Community engagement and online literacy empower girls and women in Pakistan

04 September 2017

A Pakistani literacy programme with an online platform for women and out-of-school girls has been awarded the 2017 UNESCO Confucius Prize for Literacy.

The Citizens Foundation, a literacy programme with an online platform for women and out-of-school girls in Pakistan, has been awarded the 2017 UNESCO Confucius Prize for Literacy.

The Citizens Foundation was created in 1995 by a group of citizens concerned about the poor state of education in Pakistan. It has since generated positive social change in the country by building and managing schools. Today, the foundation runs 1,441 school units in over 100 of the poorest slums and villages across Pakistan. The community runs 85 % of the foundation’s literacy centres.

“The inspiration for starting an adult literacy programme emerged from the gap in home-school communication as mothers could not read or write, and teachers had no way of reliably communicating with parents,” said Amna Waheed Khalid, the Executive Advisor at The Citizens Foundation.

The programme offers a chance for acquiring literacy, numeracy and basic life skills to help learners become independent and manage everyday tasks related to household management, budgeting and reading and writing. In 2016, the programme enrolled 14,020 girls and women with a completion rate of 77 %.

The benefits of online presence and community engagement for literacy

By going digital, the programme has been able to reach new and wider learner groups through its ‘Aagahi Online’ platform.

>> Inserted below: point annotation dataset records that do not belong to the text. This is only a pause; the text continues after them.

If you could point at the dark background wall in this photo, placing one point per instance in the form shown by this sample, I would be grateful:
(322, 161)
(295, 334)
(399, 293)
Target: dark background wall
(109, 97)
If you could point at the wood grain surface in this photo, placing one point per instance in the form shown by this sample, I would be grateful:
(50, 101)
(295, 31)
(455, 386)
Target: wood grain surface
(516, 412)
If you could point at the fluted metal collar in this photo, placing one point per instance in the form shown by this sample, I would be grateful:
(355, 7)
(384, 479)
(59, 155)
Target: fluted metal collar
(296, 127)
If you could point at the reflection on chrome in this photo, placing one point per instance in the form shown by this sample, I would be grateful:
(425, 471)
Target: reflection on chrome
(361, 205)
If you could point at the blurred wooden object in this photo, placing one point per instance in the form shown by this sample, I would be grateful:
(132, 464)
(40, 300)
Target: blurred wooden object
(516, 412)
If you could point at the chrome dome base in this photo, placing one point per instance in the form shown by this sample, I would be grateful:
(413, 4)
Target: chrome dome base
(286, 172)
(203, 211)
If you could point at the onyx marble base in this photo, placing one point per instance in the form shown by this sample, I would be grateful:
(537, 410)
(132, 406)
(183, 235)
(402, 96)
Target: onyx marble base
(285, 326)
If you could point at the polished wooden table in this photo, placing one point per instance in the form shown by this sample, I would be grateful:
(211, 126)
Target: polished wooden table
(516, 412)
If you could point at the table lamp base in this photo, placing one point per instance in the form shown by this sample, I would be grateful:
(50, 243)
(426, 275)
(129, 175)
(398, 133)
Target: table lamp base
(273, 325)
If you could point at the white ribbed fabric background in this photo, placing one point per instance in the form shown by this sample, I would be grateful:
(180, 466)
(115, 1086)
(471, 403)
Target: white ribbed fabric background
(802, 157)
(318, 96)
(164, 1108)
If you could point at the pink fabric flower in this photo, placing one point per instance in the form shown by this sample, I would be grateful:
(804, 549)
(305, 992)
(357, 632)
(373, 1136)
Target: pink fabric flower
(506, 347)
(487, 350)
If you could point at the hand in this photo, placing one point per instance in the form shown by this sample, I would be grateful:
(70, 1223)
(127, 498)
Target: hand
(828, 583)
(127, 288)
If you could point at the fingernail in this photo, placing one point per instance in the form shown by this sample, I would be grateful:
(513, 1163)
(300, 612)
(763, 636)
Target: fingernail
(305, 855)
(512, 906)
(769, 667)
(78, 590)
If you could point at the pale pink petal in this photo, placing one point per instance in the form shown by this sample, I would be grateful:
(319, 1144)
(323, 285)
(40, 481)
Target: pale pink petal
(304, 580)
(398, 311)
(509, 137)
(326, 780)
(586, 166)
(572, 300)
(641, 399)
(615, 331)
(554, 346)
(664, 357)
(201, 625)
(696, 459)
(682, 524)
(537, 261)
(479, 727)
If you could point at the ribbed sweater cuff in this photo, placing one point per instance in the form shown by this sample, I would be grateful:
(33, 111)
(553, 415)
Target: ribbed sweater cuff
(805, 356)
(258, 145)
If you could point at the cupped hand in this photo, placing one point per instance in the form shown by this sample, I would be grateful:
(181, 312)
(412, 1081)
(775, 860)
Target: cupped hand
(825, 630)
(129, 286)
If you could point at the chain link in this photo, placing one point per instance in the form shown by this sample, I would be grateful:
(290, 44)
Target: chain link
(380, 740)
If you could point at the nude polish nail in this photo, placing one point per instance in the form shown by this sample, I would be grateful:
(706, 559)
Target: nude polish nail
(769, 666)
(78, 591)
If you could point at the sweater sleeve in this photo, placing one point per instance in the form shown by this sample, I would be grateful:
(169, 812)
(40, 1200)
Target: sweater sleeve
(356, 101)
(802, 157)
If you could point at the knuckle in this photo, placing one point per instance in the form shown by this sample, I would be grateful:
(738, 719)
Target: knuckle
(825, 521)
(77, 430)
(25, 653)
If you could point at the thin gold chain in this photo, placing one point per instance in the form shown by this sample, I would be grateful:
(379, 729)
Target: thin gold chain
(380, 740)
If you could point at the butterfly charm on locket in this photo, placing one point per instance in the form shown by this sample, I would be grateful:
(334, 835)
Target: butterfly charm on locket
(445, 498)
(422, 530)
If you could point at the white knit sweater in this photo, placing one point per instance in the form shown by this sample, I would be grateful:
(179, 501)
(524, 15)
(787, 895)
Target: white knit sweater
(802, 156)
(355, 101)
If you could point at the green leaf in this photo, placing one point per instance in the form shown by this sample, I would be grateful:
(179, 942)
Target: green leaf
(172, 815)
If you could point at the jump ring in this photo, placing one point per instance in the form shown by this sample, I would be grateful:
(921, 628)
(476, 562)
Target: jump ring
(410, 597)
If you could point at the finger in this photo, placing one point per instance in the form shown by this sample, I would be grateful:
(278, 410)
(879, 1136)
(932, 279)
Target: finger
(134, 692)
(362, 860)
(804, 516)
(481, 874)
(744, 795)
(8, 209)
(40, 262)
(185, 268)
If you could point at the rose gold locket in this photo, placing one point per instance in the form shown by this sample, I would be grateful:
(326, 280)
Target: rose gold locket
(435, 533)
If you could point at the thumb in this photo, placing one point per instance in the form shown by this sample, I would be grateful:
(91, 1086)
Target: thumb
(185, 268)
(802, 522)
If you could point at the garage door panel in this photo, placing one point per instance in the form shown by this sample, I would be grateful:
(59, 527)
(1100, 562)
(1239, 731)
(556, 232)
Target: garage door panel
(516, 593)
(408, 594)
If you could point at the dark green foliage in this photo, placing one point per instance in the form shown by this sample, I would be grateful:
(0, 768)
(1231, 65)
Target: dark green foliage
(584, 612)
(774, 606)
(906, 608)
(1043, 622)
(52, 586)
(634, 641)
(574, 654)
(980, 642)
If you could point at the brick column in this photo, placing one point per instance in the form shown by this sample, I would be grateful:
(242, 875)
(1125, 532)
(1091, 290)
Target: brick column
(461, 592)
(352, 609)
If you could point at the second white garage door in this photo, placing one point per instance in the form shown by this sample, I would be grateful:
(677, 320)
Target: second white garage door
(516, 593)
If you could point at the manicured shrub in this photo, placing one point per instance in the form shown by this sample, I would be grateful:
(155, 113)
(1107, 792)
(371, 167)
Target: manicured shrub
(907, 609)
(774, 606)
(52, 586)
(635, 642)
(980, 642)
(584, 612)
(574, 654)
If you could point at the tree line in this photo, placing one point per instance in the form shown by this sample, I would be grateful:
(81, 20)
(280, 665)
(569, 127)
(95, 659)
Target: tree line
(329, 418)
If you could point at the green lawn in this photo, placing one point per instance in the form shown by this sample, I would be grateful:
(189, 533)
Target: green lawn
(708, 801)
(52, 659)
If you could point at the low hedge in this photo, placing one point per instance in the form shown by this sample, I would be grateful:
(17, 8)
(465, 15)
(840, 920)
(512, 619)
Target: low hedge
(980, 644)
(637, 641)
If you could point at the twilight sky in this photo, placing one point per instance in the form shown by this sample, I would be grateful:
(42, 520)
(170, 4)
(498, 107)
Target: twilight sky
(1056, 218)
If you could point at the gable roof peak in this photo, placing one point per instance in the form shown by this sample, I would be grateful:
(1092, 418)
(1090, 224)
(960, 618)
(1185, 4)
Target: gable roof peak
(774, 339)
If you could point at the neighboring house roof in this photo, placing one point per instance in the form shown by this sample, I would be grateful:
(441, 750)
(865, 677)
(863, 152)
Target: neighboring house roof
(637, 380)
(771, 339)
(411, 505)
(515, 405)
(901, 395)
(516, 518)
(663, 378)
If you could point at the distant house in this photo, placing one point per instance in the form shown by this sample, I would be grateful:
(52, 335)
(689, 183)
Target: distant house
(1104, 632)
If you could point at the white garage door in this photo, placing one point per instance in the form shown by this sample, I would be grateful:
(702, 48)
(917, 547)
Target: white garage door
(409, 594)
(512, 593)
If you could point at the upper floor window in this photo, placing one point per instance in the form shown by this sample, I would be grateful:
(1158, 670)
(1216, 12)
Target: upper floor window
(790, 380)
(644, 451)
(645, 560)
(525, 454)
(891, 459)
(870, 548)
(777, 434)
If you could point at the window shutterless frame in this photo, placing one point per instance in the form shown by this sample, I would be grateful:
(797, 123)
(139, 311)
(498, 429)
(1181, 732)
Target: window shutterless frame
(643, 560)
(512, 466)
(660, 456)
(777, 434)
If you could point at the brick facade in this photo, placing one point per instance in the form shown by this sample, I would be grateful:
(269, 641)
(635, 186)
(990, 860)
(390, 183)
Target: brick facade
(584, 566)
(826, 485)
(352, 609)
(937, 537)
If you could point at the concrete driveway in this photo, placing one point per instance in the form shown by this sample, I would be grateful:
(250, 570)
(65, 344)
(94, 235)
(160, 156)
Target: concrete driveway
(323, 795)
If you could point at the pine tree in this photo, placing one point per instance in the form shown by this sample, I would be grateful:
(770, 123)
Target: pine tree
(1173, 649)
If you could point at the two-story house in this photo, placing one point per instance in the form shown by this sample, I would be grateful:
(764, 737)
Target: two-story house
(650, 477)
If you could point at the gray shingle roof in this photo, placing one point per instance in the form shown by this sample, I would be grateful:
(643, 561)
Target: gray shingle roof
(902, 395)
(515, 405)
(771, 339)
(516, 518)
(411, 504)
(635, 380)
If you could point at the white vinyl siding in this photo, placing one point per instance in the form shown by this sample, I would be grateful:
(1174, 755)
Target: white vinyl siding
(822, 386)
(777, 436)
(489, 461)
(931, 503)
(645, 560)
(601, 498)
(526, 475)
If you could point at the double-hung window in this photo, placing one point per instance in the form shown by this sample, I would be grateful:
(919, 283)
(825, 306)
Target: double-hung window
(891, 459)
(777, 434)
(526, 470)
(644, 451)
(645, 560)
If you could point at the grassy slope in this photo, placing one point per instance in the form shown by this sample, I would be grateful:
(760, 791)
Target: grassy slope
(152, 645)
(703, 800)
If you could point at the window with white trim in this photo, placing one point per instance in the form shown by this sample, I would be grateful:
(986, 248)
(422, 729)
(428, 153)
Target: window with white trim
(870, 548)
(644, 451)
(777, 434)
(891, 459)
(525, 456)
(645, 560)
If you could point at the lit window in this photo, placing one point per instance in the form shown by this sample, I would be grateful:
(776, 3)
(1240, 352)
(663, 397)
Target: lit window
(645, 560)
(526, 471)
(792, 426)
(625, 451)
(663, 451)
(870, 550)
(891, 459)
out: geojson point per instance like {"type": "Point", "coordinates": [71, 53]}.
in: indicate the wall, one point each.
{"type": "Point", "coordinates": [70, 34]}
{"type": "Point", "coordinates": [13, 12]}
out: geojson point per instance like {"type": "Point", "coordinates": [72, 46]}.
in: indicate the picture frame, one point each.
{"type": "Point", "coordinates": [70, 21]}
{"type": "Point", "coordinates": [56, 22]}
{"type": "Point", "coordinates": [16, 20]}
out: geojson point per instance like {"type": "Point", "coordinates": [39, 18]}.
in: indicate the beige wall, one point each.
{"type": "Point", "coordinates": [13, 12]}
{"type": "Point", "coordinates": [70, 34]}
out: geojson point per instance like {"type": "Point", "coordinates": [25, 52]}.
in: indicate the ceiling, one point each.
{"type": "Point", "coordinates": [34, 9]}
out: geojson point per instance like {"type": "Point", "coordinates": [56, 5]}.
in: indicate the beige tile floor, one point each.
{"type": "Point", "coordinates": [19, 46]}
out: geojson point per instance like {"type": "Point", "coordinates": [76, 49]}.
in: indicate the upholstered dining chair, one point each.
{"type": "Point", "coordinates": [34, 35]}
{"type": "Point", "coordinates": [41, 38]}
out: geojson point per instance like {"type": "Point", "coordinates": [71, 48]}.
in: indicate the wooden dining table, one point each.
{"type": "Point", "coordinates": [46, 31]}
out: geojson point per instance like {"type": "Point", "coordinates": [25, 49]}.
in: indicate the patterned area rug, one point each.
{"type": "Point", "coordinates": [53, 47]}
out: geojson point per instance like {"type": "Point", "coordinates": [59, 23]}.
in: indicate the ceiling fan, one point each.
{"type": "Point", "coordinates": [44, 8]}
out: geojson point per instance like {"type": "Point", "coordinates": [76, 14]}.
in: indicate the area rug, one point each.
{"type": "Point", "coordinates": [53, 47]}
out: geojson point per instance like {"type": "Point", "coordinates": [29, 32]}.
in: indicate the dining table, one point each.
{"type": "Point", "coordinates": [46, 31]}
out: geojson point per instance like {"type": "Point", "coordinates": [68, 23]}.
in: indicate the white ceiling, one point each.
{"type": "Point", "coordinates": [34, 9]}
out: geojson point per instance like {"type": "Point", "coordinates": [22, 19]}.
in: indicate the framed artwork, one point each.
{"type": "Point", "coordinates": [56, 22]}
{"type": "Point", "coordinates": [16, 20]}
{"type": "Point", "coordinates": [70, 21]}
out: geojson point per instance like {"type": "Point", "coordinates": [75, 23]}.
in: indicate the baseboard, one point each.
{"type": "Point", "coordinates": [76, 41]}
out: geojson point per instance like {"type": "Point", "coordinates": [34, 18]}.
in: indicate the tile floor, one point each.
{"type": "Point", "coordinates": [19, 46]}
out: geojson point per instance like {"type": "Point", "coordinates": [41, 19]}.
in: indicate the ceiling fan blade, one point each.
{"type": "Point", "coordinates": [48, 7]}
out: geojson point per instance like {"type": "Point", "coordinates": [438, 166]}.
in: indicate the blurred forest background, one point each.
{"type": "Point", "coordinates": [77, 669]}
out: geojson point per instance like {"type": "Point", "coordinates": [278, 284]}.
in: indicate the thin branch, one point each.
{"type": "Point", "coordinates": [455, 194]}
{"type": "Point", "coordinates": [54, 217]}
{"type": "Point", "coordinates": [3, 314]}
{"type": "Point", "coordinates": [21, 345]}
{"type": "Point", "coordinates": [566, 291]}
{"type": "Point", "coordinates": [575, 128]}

The management and monitoring has become easier by tracking location, recruiting staff and providing enrolment details of the literacy centres.

The digital platforms open up new possibilities for literacy learning, but the community engagement is as important to advance literacy. “Literacy course materials can be provided at all private schools, they are ready to be downloaded through the website or ordered online,” said Ms Waheed Khalid “If each literate person over the age of 15 years were to teach only one other illiterate person, we would eradicate illiteracy in less than a year.”

An ‘Aagahi’ student, Gul Bano, who mobilized other women and girls in her community to enrol and whose daughter is now a teacher at one of the schools of The Citizens Foundation, stressed on the importance of literacy teaching and learning.

“Everyone feels the need and the will to be literate, but only a few get this opportunity,” he said. “The challenges are the lack of schools, poverty, and social taboos on girls’ education. I think that teaching someone to be literate is a greater service to humanity.”

 In terms of the benefits of winning the Prize award and the future of the literacy programme, Ms Waheed Khalid enthusiastically said:

“We have already gotten calls from the Ministry of Education in the Government of Pakistan, wanting to learn more about our literacy programme! The global recognition of our project is such a wonderful and unique opportunity for us to mobilise national and international support for eradicating illiteracy in Pakistan. We plan to use the prize money to help us scale further while focusing on cost efficiencies through digitization of training content and better inventory management.”

This year’s UNESCO International Literacy Prizes will be awarded to laureates from Canada, Colombia, Jordan, Pakistan and South Africa on the occasion of International Literacy Day, celebrated on 8 September. The award ceremony will be organized at UNESCO Headquarters and will be part of the global event. This year’s Literacy Prizes will focus on Literacy in a digital world.